The query side uses raw SQL optimised for the specific read. It does not go through the domain model. It returns a read-specific `OrderSummary` DTO, not an `Order` domain object.

***

## Read Model Optimisation

In the list orders query above, I do a JOIN with users to get the cashier name. On the write side, the `Order` entity does not contain the cashier name — only the `cashier_id`. The read model is **denormalised** for the specific view it supports.

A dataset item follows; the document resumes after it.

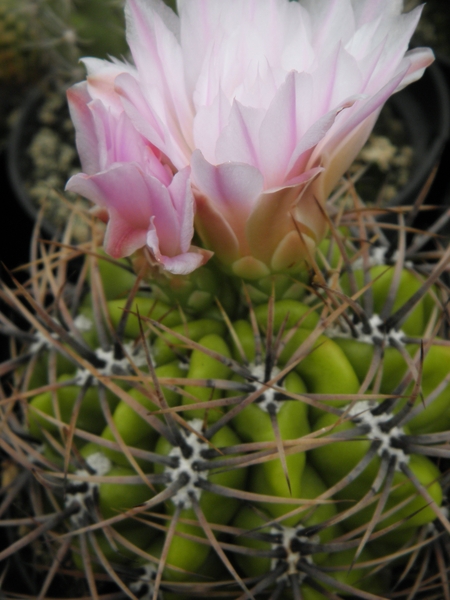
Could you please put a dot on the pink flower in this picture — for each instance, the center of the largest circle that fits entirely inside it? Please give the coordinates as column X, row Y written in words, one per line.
column 267, row 101
column 145, row 204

For reporting queries that need aggregations (total revenue per day, top-selling products), I maintain separate **materialised read tables** that are updated by a background job or event projection:

```sql
-- materialised view: updated nightly or on order events
CREATE TABLE order_daily_summary (
    tenant_id    VARCHAR NOT NULL,
    date         DATE    NOT NULL,
    order_count  INT     NOT NULL,
    total_revenue DECIMAL(10,2) NOT NULL,
    avg_order_value DECIMAL(10,2) NOT NULL,
    PRIMARY KEY (tenant_id, date)
);
```

The `DailySummaryQuery` reads from this precomputed table — sub-millisecond response instead of scanning the entire orders table.

***

## CQRS Without Event Sourcing

CQRS does not require event sourcing. The simplest form:

* One database, one normalised schema for writes
* Denormalised views, read-optimised queries, or a separate read table for reads
* Synchronisation between write and read model via triggers, PostgreSQL views, or a background projection job

This is the approach I use in the POS system. It provides most of the query performance benefits without the operational complexity of event sourcing.

***

## CQRS With Event Sourcing

When the write side uses event sourcing, the read model is built by **projecting** events:

```python
# Event projection: build read model from order events
class OrderReadModelProjector:
    def __init__(self, read_db):
        self._db = read_db

    def on_order_created(self, event: dict):
        self._db.execute(
            "INSERT INTO order_summaries (id, tenant_id, status, total, created_at) VALUES (:id, :tenant_id, :status, :total, :created_at)",
            event
        )

    def on_order_voided(self, event: dict):
        self._db.execute(
            "UPDATE order_summaries SET status = 'voided' WHERE id = :order_id",
            {"order_id": event["order_id"]}
        )
```

The read model can be rebuilt any time by replaying all events from the beginning — a powerful debugging and migration tool.

***

## When CQRS Is Worth the Complexity

CQRS makes sense when:

* **Read and write loads are asymmetric** — many more reads than writes, or reads need different scaling than writes
* **Read queries are complex and slow** — JOINs, aggregations, and reporting views that do not fit the write model
* **Domain model is rich with business rules** — the write model enforces complex invariants that would make it awkward to use for reads
* **Multiple read representations of the same data** — a list view, a detail view, a reporting view, all optimised differently

Avoid CQRS when:

* The system is primarily CRUD with simple reads
* The team is small and introducing two code paths doubles the surface area
* There is no meaningful difference between the read and write models

***

## Lessons Learned

* **Start with the simplest level.** Separate command and query handlers in the same database first. Add a separate read store only when query performance demands it.
* **Command handlers are where domain rules live.** Query handlers are where SQL craft lives. These are different skills.
* **The read model is allowed to be denormalised.** Redundant data in a read table is intentional, not a design flaw.
* **Eventual consistency in the read model needs product sign-off.** If the read model lags the write model by a second, someone needs to decide if that is acceptable.
* **Naming commands as intents and queries as questions makes the codebase self-documenting.** `CreateOrderCommand` and `ListOrdersQuery` say exactly what they are.